Pour les autorités algériennes, il y a plus subversif qu’une opinion politique, c’est le courage. Rien ne les fait autant peur. Mira Moknache est pour eux une grande subversive, elle est arrêtée et mise en garde à vue pour délit de courage.
À notre arrivée en Algérie et notre naïve croyance d’élargir la brèche ouverte par les manifestations populaires, beaucoup de juges et de policiers nous avaient parlé.
Ils auraient été muselés et dans l’obligation de suivre les instructions du régime politique. Ils nous avaient affirmé que ce n’était pas leur opinion profonde et qu’ils regrettaient leurs actions. Il fallait nourrir la famille, impossible de se mettre en danger en prenant une liberté de juger et agir policièrement dans le cadre d’un droit républicain et démocratique.
Nous n’étions pas dupes d’une manière générale mais il était impossible dans un massif projet de démocratie de mettre la population dans un état de honte et de repentance. Il fallait aller de l’avant et profiter de l’expérience de chacun.
Car au-delà de la lâcheté de leurs actes, ils avaient tout de même une certaine compétence que nous trouvions indispensable si elle était mise au service du droit et de la légitime force de sécurité et judiciaire.
Dès le retour de la répression tous azimuts, ces individus sont retournés à leur besogne indigne. Chassez le naturel, il reviendra au galop, dit l’expression populaire. Et nous avions constaté qu’ils pouvaient retourner leur veste aussi rapidement qu’ils l’avaient retourné auparavant.
Leur ADN n’est pas tant la jouissance de faire du mal, quoique pour beaucoup trop il est certain que ce soit le cas, mais de préserver leurs intérêts personnels. La démocratie ne peut leur garantir le niveau de privilèges qu’ils ont en suivant les ordres. Ou du moins, faudrait-il qu’elle les persuade de sa prise certaine de pouvoir. Ils n’ont jamais pris le moindre risque. Ces gens n’ont d’intérêt qu’avec le pouvoir en tant que contrôle de la stabilité, garante de leur corruption, que pour ses vertus
Les dictateurs ont l’habitude de réprimer le clandestin et l’occulte et même l’inventer pour susciter la crainte de la population et les amener à son adhésion par la certitude de leur protection.
Ils ont l’habitude du regard de terreur, du repli frileux, de la flagornerie et de la compromission. Ce qui leur fait le plus peur est le regard en face, celui du courage. Ils sont alors obligés de sortir la grosse artillerie dont la police et les juges sont les vecteurs.
Mira Moknache est de ceux qui les perturbent et les fait sortir de leur certitude de maîtriser et accroître la crainte citoyenne.

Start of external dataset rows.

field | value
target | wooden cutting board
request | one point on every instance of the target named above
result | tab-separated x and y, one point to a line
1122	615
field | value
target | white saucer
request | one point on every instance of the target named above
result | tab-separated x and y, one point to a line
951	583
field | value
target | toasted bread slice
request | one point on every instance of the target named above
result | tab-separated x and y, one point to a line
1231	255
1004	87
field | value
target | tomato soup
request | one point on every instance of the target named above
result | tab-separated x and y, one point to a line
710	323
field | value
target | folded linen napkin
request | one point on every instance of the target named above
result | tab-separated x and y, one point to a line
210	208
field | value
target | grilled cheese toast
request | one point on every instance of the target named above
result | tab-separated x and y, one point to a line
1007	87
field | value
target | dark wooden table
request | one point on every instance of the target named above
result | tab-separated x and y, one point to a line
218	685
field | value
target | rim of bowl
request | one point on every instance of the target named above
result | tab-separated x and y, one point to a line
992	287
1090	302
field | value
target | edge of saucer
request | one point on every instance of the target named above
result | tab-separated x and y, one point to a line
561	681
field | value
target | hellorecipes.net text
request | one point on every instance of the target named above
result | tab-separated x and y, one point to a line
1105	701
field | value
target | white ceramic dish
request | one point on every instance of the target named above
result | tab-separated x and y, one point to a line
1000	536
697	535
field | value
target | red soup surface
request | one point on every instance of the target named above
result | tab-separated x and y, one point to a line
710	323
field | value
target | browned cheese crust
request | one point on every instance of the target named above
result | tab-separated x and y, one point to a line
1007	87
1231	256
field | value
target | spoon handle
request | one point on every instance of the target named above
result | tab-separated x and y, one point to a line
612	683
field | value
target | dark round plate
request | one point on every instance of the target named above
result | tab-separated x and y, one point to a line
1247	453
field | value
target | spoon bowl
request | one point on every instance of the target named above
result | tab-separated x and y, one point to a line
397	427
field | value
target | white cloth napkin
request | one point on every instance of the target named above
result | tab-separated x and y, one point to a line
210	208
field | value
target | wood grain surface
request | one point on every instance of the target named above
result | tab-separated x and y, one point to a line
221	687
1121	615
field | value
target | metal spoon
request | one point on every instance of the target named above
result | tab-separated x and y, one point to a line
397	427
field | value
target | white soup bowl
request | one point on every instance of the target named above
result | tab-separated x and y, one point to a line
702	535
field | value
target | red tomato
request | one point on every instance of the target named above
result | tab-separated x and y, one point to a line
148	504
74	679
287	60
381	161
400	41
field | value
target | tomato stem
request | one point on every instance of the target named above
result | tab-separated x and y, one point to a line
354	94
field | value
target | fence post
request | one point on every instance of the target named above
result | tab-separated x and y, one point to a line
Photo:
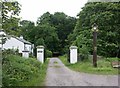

Je fais toujours référence à ce que nous disent les spécialistes scientifiques des animaux sauvages. Ne jamais montrer sa crainte et fuir devant un groupe de lions. Ils y voient la réaction habituelle des proies.
Avancer vers eux, le regard et le pas, assurés les fait souvent fuir, en tout cas reculer un instant car ils n’ont pas l’habitude de voir ce comportement, ils n’ont pas de prédateurs naturels.
Mira est de ces courageuses. et courageux. Elle affronte une meute de loup, droit dans les yeux, sans crainte ni fuite. Ils se sentent menacés par ce comportement. J’ai assez écrit dans la presse combien une opération comme le Hirak n’avait au contraire aucune chance de les déstabiliser car nous étions beaucoup proche d’un spectacle bruyant que d’une menace réelle.
Le délit de courage, voilà l’ennemi des dictateurs. Mira est dans cette veine des grands militants de la liberté.